In general, in-kind creations involve institutions providing assets, in this case bitcoin, in exchange for ETF shares. In contrast, the SEC’s suggested cash creation would involve using cash to buy these shares.
Implications for SEC Bitcoin ETF Applicants
This shift, addressed through “19b-4 filings,” indicates a significant development in ETF proposals. Notably, 19b-4 filings are typically used to petition regulators for rule changes. While only a few Spot Bitcoin ETF applicants initially considered cash creations, this preference introduces a notable deviation from the norm.
The rationale behind favoring cash creation lies in streamlining bitcoin transactions.

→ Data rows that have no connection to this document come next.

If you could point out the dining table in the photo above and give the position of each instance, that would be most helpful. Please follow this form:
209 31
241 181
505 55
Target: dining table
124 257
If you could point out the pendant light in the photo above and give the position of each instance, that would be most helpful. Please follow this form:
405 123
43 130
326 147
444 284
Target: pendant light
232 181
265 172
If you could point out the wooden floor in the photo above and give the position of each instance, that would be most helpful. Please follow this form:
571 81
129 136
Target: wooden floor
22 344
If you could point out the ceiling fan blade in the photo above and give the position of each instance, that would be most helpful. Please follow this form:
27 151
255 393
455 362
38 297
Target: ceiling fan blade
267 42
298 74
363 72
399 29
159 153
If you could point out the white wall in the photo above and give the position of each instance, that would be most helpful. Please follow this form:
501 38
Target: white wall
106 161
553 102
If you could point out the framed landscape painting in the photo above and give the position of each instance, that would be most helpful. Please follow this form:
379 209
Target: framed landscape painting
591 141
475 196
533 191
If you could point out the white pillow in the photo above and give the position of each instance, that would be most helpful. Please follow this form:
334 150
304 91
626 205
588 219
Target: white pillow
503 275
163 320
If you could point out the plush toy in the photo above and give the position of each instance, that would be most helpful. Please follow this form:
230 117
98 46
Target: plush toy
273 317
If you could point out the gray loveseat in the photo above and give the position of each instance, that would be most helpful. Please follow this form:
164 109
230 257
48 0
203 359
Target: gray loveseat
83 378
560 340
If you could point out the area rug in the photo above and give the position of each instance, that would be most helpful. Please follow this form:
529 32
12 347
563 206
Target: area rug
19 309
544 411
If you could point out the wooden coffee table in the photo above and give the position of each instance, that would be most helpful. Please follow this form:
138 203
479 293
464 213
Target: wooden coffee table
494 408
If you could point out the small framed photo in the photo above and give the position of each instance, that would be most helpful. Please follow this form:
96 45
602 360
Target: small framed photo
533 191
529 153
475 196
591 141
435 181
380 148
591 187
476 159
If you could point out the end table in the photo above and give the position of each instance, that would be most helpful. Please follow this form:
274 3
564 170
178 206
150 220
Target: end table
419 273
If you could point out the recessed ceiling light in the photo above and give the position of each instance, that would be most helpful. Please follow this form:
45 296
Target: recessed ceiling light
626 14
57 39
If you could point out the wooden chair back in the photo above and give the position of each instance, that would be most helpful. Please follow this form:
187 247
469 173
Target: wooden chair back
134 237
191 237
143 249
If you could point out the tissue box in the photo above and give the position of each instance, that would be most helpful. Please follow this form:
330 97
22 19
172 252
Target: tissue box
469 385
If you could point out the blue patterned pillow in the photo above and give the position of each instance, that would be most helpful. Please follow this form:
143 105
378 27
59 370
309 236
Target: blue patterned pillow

This method allows ETF issuers direct handling of bitcoin dealings, eliminating complexities tied to unregistered subsidiaries and third-party firms. Additionally, it may enhance transaction privacy and reduce overall restrictions in the ETF ecosystem.
Balchunas notes that despite the shift in SEC preference, the probability of Spot Bitcoin ETF approval by January remains high. Notably, in October, Bloomberg ETF analyst duo Eric Balchunas and James Seyffart predicted a 90% chance for Bitcoin Spot ETF approval. Balchunas clears:
“Anyway, this doesn’t change our 90% odds up or down but is a good sign the process is marching and SEC has a path forward in the plumbing that they are comfortable with.”
The SEC’s proactive approach, seeking opinions on various ETF applications since late September, adds credibility to these claims. Discussions have focused on concerns prevalent in the digital asset market. This includes potential market manipulation and the need for robust surveillance-sharing agreements.
An Important Deadline
The imminent decision on a Spot Bitcoin ETF application from ARK Invest, expected by January 10, 2024, holds significance. This decision by the SEC could set a precedent for how it views and regulates these novel financial products. As the January deadline approaches, all eyes remain on the regulator, anticipating a decision that could redefine the future of bitcoin investments.